Critical Evaluation:
This dark-edged fantasy novel offers yet another variation on the ever-popular "Beauty and the Beast" theme. One in which Beauty is a “beast” in her own right, reviled both for her strange appearance and for her status as a Magic Blood. Admittedly, its components aren’t especially unique. Beauty’s early years bring to mind a blend of Wicked, Jane Eyre and the first few chapters of Harry Potter. Also, despite its very different veneer, the fairy-tale retelling itself owes quite a bit to Robin McKinley’s Beauty (e.g. the heroine’s passion for horses and initial rejection of fancy clothes) and to the Disney film (e.g. the Gaston-like figure of Eli). Nor is the concept of magic-users being persecuted a new one. But the whole is greater than the sum of the parts, as these various elements are creatively combined into an atmospheric, darkly magical page-turner.

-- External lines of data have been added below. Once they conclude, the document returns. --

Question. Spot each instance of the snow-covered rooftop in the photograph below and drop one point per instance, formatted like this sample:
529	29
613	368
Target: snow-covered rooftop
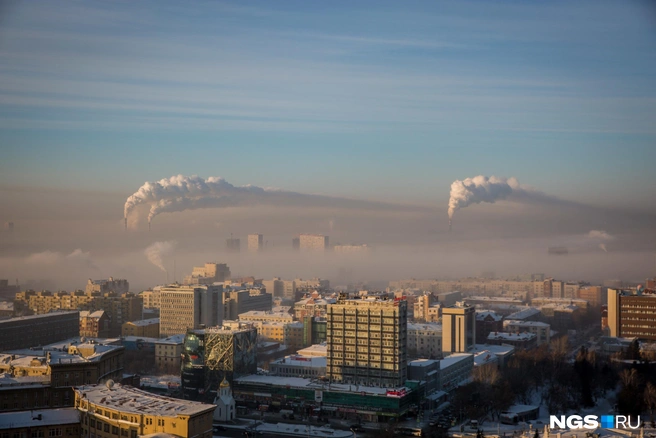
299	382
453	359
48	417
132	400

The bleakness of Beauty’s upbringing, the pervading poverty and social unrest of the pseudo-Mediterranean setting, and the horrors faced by the Magic are vividly and harshly brought to life. But so is the dusky, rose-scented enchantment of the Beast’s castle and of the power that Magics possess. This blend of atmospheres reflects the heroine herself: the fierce yet vulnerable, freakish yet ethereally lovely Beauty, almost a cross between Robin McKinley’s Beauty and Gregory Maguire’s Elphaba, who not only learns to love a Beast, but discovers her destiny to fight for the rights of her fellow Magics. The Beast is underdeveloped by comparison, but still an effective presence, and while the ending leaves questions unanswered, it makes the reader eager for the sequel it clearly points toward. While it might not suit all tastes, this is still a novel that "Beauty and the Beast" lovers should waste no time in trying to find.

Curriculum Ties:
*Fairy-tale retellings

Challenge Issues:
*Child abuse
*Violence
*Disturbing imagery
*A forced kiss

Why This Book?

While it can’t replace Robin McKinley’s Beauty as (arguably) the definitive YA "Beauty and the Beast" retelling, Roses is still a very worthwhile edition to any collection of fairy-tale novels.